Personal information
- Born: April 20, 1967 (age 58) Palos Park, Illinois, U.S.

Medal record
Representing United States
Paralympic Games
Women's wheelchair tennis
| Silver medal – second place | 1996 Atlanta | Doubles |
Women's sitting volleyball
| Bronze medal – third place | 2004 Athens | Team |
| Silver medal – second place | 2008 Beijing | Team |
WOVD Intercontinental Cup
| Bronze medal – third place | 2008 Ismaïlia, Egypt | Team |

= Hope Lewellen =

American wheelchair tennis and sitting volleyball player (born 1967)

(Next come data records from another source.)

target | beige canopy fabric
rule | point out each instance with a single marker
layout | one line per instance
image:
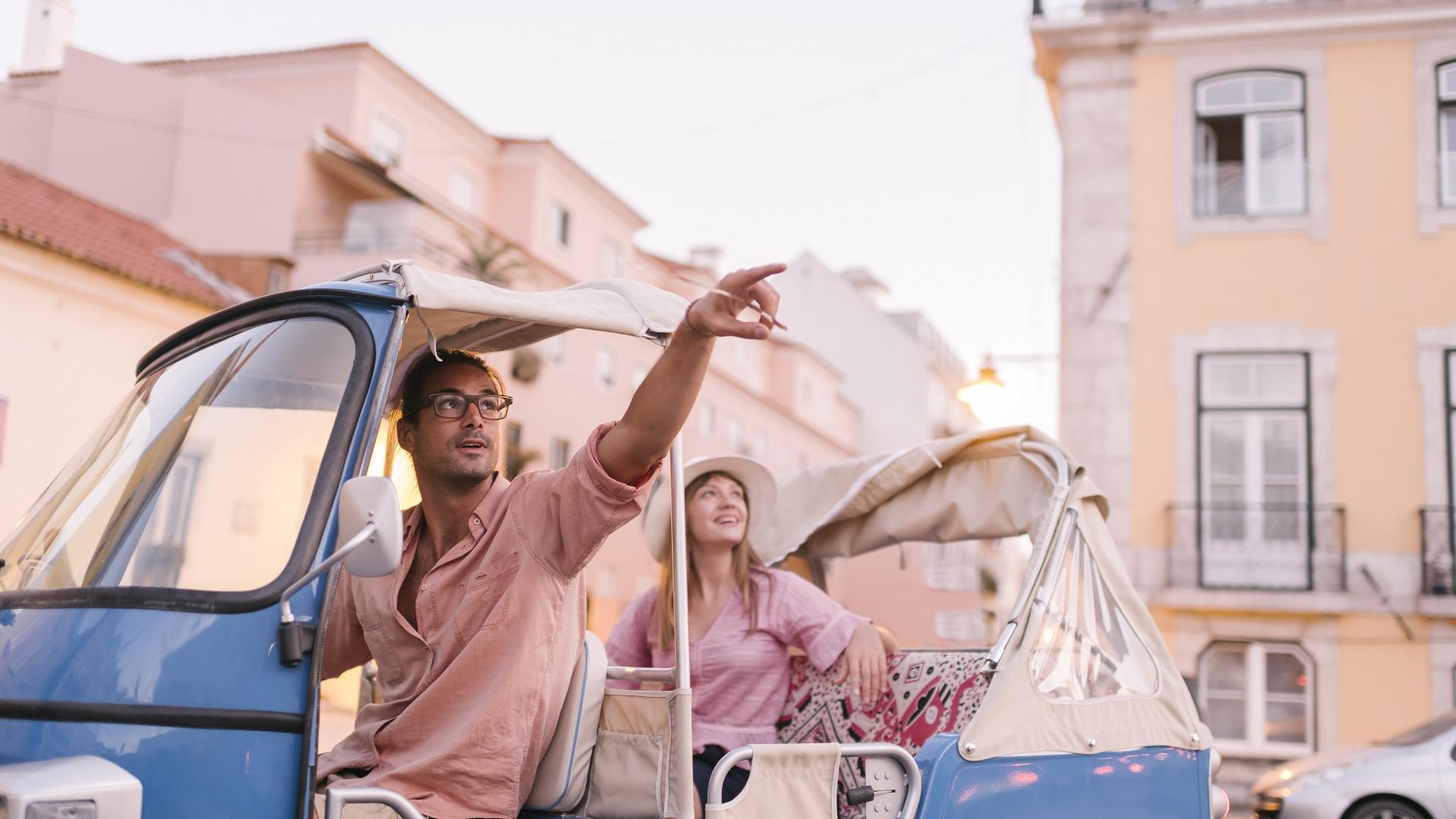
(1087, 670)
(1092, 621)
(973, 485)
(453, 311)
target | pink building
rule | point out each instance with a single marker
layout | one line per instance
(337, 158)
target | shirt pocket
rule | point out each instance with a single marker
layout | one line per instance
(485, 599)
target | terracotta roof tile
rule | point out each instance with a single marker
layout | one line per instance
(49, 216)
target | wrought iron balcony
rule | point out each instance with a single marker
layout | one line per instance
(1438, 551)
(1257, 547)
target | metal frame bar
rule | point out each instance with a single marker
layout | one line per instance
(682, 670)
(642, 673)
(1040, 553)
(864, 749)
(335, 800)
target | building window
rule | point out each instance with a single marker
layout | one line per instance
(963, 627)
(1446, 102)
(609, 260)
(465, 190)
(1451, 426)
(1257, 697)
(560, 453)
(1250, 143)
(386, 140)
(560, 224)
(1254, 471)
(606, 368)
(707, 419)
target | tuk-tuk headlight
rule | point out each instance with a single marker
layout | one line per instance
(73, 809)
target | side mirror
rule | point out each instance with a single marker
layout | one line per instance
(370, 539)
(370, 502)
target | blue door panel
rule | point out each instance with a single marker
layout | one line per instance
(149, 657)
(218, 774)
(1150, 783)
(175, 659)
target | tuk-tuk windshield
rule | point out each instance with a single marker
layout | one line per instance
(202, 475)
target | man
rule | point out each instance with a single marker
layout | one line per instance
(478, 630)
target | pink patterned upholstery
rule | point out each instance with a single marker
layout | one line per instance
(929, 692)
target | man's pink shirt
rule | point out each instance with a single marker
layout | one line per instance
(472, 695)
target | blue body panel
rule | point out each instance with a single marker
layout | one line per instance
(184, 773)
(181, 659)
(1150, 783)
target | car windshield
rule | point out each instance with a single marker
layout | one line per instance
(202, 475)
(1424, 732)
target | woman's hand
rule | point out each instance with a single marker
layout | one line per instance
(865, 664)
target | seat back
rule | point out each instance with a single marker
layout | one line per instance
(561, 780)
(930, 691)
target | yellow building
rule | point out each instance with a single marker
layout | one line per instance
(1258, 334)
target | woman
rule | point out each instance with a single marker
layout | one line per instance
(743, 617)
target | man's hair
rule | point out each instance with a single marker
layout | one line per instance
(414, 391)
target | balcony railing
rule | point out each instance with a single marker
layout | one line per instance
(1274, 547)
(1438, 551)
(383, 241)
(1085, 8)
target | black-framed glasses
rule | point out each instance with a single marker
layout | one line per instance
(452, 406)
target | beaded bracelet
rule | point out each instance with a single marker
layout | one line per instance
(688, 319)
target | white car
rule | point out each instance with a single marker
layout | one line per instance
(1411, 776)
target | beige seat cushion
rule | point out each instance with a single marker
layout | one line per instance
(786, 780)
(561, 780)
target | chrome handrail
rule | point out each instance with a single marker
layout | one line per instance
(870, 749)
(335, 800)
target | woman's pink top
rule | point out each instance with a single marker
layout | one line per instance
(742, 678)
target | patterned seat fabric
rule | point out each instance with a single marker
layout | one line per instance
(929, 692)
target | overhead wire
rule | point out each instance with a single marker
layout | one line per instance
(801, 108)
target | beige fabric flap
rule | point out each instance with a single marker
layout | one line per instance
(974, 485)
(786, 780)
(638, 770)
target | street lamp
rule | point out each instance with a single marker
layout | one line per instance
(987, 395)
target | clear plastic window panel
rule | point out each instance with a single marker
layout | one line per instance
(201, 477)
(1087, 648)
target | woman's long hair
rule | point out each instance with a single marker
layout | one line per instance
(745, 563)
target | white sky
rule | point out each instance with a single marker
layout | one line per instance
(908, 137)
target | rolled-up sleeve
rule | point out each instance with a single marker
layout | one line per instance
(566, 515)
(800, 614)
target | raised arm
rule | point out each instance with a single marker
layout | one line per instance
(660, 407)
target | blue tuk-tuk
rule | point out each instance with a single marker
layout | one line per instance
(162, 601)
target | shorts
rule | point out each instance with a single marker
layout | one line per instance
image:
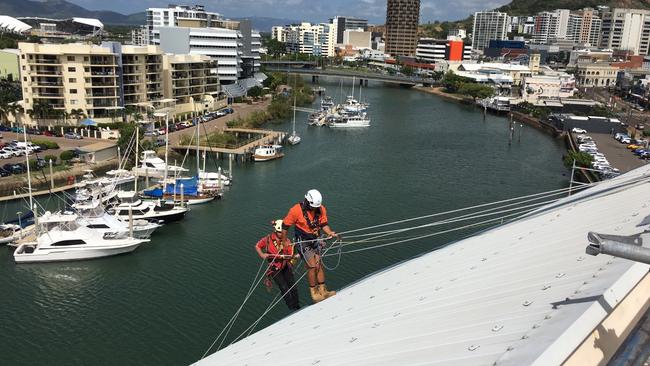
(310, 249)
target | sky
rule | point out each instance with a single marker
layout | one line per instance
(307, 10)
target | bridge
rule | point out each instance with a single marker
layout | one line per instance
(361, 76)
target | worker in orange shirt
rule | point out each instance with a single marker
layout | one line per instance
(309, 219)
(279, 254)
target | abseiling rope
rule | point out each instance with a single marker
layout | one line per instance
(510, 214)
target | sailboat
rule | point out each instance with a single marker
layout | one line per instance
(294, 139)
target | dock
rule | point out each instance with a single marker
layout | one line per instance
(244, 151)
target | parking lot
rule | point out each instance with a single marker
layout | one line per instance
(617, 154)
(64, 144)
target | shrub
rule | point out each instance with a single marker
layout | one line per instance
(67, 155)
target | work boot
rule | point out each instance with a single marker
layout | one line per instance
(315, 294)
(324, 292)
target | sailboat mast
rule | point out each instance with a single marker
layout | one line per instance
(294, 114)
(166, 147)
(29, 176)
(137, 147)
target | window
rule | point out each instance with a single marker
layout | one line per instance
(69, 242)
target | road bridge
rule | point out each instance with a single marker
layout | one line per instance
(363, 77)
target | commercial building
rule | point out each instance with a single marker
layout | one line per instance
(341, 23)
(598, 74)
(626, 29)
(102, 80)
(534, 88)
(402, 20)
(10, 64)
(193, 30)
(450, 49)
(357, 38)
(307, 38)
(488, 25)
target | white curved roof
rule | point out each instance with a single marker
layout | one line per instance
(10, 24)
(89, 21)
(520, 294)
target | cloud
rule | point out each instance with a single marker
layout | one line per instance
(308, 10)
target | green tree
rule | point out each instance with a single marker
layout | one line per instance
(476, 90)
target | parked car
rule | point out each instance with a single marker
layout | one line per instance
(72, 135)
(15, 168)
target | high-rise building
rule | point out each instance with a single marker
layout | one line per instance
(193, 30)
(626, 29)
(102, 80)
(340, 24)
(488, 25)
(402, 20)
(310, 39)
(450, 49)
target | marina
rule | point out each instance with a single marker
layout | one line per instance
(195, 273)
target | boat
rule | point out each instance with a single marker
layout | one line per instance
(153, 166)
(294, 139)
(268, 152)
(132, 206)
(61, 238)
(182, 189)
(351, 121)
(93, 216)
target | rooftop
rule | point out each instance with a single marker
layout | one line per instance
(521, 293)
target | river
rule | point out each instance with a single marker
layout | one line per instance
(165, 303)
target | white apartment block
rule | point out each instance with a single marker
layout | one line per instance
(193, 30)
(102, 80)
(311, 39)
(626, 29)
(488, 25)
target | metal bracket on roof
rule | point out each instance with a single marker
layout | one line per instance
(627, 247)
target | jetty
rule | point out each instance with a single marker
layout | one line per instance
(244, 150)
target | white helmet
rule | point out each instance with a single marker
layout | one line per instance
(277, 225)
(314, 198)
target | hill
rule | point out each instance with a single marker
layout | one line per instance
(64, 9)
(531, 7)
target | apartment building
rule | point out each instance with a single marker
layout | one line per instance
(310, 39)
(70, 76)
(102, 80)
(402, 20)
(597, 74)
(626, 29)
(190, 78)
(488, 25)
(341, 23)
(193, 30)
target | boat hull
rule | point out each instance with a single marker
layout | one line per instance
(71, 254)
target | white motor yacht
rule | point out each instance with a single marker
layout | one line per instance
(267, 152)
(153, 166)
(146, 210)
(351, 121)
(61, 238)
(93, 216)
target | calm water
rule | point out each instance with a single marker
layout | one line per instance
(165, 303)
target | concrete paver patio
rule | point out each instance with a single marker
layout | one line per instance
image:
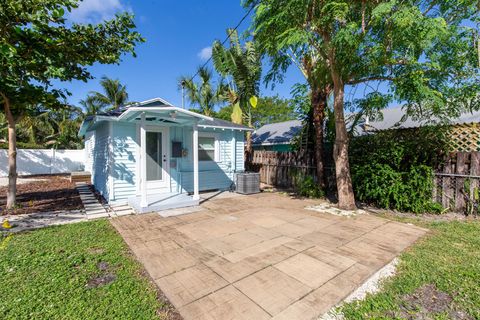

Hope Lewellen (born April 20, 1967) is an American wheelchair tennis and sitting volleyball player.

==Biography==
Lewellen was born in Palos Park, Illinois. In 1996 she won her first medal which was silver for her participation in wheelchair tennis at Paralympic Games, Atlanta, Georgia. Four years, in Sydney, Australia she became quarterfinalist in the same sport. In 2004, she won a bronze medal in Paralympic Games in Athens, Greece. Four years later she was awarded another bronze medal, this time for her participation in World Organization Volleyball for Disabled Intercontinental Cup in Ismaïlia, Egypt. The same year she won a silver medal in Women's Sitting Volleyball at the 2008 Summer Paralympics in Beijing, China.